Das war... meine Güte. Das ist eine Geschichte, die man erstmal verdauen musste. Dass auch erst ein komisches Abendessen bei den Henrys geschehen musste, um dass mir mein Vater aus seiner Vergangenheit erzählte. So viel hatte er mir nie preis gegeben. Immer nur mal hier und mal da.
Und nach dieser Erzählung verstand ich allmählich ein wenig die Seite meiner Mutter. Wer wollte schon nicht ausreichend geliebt werden und nur der Ersatz sein? Die zweite Wahl? Aber es entschuldigte trotzdem nicht ihr Abgang ohne Abschied gegenüber mir.
"Ach Dad", sagte ich also nur, weil mir ehrlich mal die Worte fehlten.
Er schenkte mir ein weiteres Lächeln, nur dieses war sehr sehr bepackt mit Trauer. "Ja Iva, ich sage es dir. Also was lernt man daraus?
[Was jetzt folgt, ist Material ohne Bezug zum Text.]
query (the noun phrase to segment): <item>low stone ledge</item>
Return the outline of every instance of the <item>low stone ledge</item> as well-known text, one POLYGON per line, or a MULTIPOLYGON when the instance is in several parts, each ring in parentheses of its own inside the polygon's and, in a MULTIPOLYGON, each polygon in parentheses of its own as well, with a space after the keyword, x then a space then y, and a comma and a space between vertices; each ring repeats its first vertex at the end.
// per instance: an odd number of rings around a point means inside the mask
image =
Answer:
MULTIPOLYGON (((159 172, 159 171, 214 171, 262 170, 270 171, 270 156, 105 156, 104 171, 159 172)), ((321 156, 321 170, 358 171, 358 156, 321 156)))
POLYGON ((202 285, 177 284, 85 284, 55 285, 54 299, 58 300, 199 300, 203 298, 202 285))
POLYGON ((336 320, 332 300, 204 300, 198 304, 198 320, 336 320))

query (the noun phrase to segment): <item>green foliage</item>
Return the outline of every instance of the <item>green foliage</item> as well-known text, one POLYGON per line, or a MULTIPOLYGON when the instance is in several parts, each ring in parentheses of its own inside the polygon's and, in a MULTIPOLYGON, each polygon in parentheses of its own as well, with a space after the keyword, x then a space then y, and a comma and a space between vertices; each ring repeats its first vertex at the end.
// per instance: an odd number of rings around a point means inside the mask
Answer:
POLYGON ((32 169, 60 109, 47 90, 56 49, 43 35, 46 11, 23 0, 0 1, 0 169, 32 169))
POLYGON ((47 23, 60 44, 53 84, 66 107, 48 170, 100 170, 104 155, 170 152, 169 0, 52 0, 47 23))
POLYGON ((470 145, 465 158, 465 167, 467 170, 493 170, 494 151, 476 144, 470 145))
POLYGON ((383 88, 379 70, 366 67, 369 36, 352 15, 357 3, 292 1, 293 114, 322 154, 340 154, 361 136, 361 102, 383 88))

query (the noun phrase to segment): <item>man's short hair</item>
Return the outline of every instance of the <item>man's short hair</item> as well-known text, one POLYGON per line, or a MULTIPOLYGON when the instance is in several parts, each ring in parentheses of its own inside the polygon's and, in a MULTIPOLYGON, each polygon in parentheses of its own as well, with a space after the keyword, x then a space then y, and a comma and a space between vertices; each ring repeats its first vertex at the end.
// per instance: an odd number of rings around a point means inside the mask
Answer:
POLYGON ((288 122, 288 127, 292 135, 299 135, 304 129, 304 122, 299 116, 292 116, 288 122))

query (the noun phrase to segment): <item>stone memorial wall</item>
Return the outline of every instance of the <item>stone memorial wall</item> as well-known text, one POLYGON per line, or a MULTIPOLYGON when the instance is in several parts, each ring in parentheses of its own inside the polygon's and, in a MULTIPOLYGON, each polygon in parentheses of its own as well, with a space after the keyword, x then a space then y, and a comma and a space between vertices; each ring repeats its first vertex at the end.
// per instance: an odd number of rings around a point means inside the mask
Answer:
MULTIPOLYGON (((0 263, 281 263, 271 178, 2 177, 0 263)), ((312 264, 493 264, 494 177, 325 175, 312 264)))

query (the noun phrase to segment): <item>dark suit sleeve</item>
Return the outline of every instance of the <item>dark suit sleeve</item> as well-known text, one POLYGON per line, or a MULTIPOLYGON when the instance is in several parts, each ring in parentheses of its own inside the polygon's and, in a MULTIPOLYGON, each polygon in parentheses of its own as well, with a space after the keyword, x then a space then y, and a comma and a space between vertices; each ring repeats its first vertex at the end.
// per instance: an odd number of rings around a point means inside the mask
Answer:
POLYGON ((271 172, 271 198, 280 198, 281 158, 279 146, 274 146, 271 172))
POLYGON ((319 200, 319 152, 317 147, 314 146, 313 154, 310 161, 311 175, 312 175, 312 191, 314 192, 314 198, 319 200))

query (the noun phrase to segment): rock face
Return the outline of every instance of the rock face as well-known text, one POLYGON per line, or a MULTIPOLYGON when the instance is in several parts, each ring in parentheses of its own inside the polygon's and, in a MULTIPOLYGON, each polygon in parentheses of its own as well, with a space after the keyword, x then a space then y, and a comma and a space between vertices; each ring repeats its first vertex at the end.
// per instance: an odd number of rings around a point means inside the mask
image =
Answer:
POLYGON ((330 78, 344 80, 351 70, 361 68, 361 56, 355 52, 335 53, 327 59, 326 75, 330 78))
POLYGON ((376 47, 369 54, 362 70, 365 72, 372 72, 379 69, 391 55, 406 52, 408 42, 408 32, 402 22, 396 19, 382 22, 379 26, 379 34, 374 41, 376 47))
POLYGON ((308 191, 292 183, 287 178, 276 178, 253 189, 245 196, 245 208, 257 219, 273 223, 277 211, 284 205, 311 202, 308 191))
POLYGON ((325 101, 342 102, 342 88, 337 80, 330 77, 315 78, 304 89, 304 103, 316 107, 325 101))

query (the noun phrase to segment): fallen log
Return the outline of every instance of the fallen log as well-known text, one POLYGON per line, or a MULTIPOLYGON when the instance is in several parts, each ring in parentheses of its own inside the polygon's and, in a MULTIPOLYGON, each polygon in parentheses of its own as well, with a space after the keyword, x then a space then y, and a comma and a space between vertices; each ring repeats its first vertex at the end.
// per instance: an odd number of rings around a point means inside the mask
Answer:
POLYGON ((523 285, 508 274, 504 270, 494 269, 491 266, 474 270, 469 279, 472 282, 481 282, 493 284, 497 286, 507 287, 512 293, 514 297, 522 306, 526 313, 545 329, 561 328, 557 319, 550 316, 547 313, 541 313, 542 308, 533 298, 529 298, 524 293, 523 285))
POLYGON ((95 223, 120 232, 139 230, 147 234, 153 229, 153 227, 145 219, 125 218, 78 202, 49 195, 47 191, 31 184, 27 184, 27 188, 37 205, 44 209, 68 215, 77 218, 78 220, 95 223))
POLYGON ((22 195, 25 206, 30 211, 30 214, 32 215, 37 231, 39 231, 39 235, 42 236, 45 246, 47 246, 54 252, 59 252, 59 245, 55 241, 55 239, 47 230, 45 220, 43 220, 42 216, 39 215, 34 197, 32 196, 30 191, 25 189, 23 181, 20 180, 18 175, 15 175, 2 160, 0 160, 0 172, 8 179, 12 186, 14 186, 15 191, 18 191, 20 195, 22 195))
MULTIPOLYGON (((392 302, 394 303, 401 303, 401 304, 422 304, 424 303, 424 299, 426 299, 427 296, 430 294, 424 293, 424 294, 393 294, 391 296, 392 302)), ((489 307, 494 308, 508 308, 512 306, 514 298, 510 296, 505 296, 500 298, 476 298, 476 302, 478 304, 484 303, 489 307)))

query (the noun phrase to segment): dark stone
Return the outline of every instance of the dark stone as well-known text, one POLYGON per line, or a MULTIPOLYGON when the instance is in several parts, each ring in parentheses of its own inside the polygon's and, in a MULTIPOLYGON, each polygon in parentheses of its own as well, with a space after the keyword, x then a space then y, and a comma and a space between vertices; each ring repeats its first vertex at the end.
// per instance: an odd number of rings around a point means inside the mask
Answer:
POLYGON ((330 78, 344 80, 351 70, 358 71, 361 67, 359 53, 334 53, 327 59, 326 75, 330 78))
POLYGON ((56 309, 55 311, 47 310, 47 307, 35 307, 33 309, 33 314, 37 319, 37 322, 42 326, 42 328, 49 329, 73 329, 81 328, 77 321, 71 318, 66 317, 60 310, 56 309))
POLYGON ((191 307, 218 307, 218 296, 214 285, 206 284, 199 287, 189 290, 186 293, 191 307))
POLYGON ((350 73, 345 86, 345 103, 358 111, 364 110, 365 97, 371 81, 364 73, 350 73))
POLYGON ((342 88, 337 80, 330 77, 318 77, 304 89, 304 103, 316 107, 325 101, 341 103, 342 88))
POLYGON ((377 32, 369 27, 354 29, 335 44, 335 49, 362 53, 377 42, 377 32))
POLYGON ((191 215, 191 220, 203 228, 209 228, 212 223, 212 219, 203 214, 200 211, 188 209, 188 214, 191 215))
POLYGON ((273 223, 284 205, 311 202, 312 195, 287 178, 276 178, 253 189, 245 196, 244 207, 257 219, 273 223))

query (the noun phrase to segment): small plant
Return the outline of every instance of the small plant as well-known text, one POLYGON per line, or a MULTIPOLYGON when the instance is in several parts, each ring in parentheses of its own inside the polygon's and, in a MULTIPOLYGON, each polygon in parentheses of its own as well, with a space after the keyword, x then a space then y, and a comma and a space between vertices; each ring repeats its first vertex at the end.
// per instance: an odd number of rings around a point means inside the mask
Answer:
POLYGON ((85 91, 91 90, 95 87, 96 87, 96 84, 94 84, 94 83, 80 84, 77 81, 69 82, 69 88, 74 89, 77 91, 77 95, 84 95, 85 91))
Man muss zu seinen Gefühlen stehen - und die Frays sind ernstzunehmende Gegner in allen Bereichen", versuchte er zum Ende des Satzes ein wenig Humor unterzumischen, doch so richtig gelang es ihm nicht.
Aber ich wollte ihn mit der Vergangenheit nicht weiter quälen. Er hatte so glücklich gewirkt und nun war er so traurig. Es war also Zeit für einen Themawechsel. Außerdem wollte ich seine Lust zur Auskunft über diese reichlich unangenehmen Sachen auch nicht zu sehr ausreizen. Ich würde nachher eh nochmal in Ruhe über alles nachdenken.
"Ian und du scheint euch aber nach wie vor gut zu verstehen", stellte ich fest.
Mein Vater grinste nun doch, wenn auch etwas schief. "Ohja, das tun wir. Ian ist echt die herzlichste und gutmütigste Person der Welt. Und Liv ist sein brilliantes Gegenstück. Sie haben sich auch in der Highschoolzeit kennengelernt. Liv war da übrigens sehr schüchtern und zurückhaltend. Ständig musste sie sich Kommentare wegen ihrer Nerdigkeit anhören, zugegeben auch von mir. Aber sie war auch echt ein kleiner Streber - nun gut. Ihr Sohn Easton scheint es ihr nachzumachen, wenn er auch nicht ganz so streberhaft aussieht."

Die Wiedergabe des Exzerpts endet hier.